Websockets don’t really help. Yes, websockets provide a bi-directional communication channel, but they don’t do anything to solve the core problem of resuming from where you left off. If the websocket connection drops, the client still has to re-POST the prompt, and the server still has to re-run the model inference. So you’re back to square one.

Wait a sec, I thought SSE was already a resumable protocol?

Well kind of, but not really. SSE as a protocol runs over an HTTP connection. So it supports headers at the start of the response, and then a stream of events. In order to get the event stream to be resumable you need to put some kind of index/serial/identifier in each event. Then you need to be store that index on the server side, and when the client reconnects, the client needs to tell the server the index of the last event it received. But you still end up writing every ’event’ (read: token) to a database or cache and looking that up on reconnect. You’re halfway there, but it’s a lot of faff.

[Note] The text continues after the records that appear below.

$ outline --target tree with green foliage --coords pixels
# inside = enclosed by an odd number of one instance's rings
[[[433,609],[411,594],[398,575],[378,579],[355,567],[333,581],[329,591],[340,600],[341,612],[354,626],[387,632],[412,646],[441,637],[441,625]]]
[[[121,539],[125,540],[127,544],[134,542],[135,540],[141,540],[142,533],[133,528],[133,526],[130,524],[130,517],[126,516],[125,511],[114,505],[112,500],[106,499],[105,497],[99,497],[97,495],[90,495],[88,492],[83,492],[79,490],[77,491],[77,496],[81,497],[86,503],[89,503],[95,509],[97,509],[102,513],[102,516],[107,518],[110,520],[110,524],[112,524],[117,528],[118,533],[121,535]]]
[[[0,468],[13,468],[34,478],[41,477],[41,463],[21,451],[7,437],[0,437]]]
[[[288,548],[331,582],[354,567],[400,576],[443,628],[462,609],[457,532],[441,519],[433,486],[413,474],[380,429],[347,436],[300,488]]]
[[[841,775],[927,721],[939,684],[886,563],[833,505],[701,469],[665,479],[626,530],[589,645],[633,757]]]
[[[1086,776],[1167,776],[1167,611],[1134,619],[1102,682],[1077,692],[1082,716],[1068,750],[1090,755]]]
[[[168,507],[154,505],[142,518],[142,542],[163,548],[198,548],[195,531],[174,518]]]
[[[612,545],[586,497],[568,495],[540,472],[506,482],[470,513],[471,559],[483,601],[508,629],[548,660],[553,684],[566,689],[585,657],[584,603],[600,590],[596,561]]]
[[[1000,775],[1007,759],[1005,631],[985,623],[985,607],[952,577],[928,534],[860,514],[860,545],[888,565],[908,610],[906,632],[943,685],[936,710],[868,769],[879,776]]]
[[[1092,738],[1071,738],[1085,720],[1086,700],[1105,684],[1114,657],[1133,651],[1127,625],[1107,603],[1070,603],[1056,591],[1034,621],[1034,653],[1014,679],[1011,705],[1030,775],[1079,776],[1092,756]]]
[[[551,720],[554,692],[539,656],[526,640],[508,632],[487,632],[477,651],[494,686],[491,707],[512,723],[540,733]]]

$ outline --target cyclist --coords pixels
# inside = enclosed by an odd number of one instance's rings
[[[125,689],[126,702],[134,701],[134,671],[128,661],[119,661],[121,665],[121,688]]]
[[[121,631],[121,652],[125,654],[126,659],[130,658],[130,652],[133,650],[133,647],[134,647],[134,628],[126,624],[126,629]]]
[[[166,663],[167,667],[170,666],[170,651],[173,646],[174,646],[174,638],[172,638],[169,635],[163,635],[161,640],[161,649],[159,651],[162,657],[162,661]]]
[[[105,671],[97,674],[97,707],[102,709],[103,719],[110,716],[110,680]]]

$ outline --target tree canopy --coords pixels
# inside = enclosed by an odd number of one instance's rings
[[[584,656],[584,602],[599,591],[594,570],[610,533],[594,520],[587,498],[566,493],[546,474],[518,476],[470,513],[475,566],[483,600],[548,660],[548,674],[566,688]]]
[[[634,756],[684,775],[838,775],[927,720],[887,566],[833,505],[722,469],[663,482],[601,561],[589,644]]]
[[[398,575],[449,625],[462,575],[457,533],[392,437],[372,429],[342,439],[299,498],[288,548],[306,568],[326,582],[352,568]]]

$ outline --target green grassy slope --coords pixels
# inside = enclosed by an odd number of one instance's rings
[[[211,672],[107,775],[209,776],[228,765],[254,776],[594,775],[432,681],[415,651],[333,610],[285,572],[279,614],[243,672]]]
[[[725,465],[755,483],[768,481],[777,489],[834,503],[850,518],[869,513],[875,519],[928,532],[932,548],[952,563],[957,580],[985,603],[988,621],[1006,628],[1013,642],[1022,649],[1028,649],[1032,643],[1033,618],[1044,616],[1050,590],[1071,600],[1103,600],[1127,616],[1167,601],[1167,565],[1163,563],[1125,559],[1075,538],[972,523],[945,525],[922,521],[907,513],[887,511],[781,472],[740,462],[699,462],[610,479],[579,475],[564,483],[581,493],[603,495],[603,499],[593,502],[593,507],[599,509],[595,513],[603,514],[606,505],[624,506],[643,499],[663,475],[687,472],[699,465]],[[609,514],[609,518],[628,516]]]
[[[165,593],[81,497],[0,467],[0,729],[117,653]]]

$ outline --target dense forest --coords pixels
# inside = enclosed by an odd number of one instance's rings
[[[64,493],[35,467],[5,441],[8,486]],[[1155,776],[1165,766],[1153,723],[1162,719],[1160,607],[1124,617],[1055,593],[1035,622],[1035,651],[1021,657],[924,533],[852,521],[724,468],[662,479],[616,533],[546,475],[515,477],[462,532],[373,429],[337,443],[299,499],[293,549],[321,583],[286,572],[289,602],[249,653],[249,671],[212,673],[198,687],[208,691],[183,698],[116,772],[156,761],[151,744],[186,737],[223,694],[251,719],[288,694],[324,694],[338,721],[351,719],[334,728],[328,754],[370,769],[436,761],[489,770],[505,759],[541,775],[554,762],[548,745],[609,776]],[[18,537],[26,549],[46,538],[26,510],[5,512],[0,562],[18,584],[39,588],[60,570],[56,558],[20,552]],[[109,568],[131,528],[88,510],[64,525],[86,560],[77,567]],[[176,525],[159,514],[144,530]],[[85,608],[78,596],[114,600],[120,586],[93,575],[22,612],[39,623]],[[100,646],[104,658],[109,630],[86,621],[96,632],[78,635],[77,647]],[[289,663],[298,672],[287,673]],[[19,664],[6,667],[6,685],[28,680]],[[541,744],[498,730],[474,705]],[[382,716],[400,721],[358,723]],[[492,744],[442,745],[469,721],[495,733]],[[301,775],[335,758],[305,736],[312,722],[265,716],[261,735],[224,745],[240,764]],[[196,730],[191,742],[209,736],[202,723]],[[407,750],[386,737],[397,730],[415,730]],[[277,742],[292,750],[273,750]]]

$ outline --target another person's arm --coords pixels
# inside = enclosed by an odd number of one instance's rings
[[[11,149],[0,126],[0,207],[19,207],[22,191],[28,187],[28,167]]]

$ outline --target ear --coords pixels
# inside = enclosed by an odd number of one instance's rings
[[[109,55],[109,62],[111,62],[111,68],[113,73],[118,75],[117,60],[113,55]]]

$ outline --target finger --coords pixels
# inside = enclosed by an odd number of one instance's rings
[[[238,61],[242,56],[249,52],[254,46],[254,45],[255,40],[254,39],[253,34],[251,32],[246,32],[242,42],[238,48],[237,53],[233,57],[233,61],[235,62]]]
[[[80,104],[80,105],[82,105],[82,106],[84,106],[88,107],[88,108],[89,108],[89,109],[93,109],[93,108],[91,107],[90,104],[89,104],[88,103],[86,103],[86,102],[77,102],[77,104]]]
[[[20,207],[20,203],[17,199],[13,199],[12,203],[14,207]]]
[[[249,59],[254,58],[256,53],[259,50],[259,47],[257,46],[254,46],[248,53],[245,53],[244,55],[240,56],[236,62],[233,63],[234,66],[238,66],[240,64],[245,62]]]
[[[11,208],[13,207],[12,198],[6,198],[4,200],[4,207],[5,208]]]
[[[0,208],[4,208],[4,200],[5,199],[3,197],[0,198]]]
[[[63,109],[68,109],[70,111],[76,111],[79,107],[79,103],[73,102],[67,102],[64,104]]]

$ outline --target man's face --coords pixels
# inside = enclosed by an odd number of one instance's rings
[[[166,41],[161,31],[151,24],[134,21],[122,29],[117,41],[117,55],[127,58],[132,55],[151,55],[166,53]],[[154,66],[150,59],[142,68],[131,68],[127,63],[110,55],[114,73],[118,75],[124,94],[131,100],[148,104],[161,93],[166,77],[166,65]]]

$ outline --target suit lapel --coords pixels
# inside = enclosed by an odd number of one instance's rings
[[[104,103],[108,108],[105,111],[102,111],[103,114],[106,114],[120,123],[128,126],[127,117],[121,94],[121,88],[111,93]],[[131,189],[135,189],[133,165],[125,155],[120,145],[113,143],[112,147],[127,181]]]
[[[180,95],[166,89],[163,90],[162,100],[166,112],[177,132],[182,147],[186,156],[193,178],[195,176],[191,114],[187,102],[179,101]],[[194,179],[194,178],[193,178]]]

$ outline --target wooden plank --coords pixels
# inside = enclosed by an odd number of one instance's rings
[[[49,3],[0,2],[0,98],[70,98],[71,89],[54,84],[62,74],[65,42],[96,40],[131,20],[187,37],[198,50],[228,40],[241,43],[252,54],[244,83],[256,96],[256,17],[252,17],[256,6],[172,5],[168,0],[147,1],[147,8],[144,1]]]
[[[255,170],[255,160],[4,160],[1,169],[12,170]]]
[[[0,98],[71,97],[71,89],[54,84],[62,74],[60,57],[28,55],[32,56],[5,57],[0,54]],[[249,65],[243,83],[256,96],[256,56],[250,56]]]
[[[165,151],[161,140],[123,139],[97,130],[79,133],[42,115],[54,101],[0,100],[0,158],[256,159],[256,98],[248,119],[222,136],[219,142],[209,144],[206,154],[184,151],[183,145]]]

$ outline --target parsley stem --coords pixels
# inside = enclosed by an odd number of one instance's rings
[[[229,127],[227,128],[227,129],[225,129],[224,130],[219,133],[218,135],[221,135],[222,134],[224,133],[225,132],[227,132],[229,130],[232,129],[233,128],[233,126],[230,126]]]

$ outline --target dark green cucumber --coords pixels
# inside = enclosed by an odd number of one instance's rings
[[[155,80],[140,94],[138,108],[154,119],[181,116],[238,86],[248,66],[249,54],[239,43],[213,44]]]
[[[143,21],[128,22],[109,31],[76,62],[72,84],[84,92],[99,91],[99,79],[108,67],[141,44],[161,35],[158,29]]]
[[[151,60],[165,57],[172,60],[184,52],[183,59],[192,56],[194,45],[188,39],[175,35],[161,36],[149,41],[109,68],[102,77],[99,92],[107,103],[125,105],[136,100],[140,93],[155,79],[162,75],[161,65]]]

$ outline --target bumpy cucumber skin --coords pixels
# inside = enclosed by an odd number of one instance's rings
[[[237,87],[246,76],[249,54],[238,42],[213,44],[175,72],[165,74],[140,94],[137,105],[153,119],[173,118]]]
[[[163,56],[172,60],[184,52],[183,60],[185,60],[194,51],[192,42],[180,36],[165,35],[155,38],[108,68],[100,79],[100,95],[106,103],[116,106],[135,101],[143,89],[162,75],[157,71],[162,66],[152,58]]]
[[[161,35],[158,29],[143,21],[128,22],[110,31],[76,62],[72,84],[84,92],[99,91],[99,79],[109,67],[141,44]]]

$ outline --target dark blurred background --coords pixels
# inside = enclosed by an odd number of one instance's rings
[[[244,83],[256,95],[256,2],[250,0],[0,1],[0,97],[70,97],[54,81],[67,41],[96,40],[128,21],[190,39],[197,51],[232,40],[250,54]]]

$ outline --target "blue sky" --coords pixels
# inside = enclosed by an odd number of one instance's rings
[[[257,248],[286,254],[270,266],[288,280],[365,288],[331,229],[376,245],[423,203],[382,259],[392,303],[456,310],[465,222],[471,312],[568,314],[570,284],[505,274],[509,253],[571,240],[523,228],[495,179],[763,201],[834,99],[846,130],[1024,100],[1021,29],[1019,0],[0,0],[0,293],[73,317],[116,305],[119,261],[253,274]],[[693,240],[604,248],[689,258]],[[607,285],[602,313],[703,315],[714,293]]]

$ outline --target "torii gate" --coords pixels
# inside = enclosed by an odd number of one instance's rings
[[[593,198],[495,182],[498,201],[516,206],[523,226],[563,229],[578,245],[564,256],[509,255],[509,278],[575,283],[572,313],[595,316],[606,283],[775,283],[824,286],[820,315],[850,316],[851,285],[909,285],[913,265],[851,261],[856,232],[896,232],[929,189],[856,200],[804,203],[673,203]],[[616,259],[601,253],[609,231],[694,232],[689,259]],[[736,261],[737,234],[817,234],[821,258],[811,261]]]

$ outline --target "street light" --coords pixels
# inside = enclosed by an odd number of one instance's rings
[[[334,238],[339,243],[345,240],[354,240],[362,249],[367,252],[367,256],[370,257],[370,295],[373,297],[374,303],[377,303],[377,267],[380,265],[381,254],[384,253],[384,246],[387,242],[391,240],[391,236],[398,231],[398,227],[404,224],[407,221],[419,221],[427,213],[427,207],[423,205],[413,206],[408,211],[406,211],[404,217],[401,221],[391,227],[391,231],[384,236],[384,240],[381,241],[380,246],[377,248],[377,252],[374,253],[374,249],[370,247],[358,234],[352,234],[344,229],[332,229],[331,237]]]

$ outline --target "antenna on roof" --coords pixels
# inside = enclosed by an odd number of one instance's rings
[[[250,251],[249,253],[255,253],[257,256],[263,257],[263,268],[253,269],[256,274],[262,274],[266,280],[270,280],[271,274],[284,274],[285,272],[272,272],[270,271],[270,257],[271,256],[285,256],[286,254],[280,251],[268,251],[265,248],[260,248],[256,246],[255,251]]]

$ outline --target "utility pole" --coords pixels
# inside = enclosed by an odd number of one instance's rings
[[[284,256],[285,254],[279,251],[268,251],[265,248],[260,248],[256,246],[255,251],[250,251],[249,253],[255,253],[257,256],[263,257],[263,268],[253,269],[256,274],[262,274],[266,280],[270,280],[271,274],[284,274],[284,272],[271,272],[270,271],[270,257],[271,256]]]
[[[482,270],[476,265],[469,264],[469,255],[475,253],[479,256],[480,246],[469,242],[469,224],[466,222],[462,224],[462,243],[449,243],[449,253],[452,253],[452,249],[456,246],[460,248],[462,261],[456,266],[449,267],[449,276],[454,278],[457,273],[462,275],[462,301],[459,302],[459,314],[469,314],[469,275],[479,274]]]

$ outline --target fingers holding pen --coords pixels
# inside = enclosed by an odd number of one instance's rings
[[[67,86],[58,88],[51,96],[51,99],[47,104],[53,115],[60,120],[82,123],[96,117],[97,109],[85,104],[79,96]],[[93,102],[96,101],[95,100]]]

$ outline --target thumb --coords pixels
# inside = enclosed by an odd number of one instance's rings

And even if you do that, you’re still fighting the SDKs. For example, using the Vercel AI SDK you have to choose between stream abort or stream resume. You can’t have both.

A better approach: Pub/Sub

So all of this leads to the conclusion that a better approach for transporting LLM tokens is to use a Pub/Sub model. In this model, the client subscribes to a topic for the response tokens, and the server publishes tokens to that topic as they are generated. If the connection drops, the client can simply re-subscribe to the topic and request the remaining tokens without having to re-run the model inference.

The model or server side can continue to push the generated tokens into the topic without having to worry about whether the client is connected or not. The client can consume the tokens at its own pace, and if it disconnects, it can simply re-subscribe and pick up where it left off.

But maybe the sucky thing is…

So yes SSE sucks, but maybe the truly sucky thing is that you’re going to end up paying a pub/sub provider to be your transport. And unless those providers can transport the tokens more cheaply than you can generate them, you’re going to end up paying more for transport than you do for inference.

At that point, you might as well eat the bad UX of SSE, because at least it’s cheap.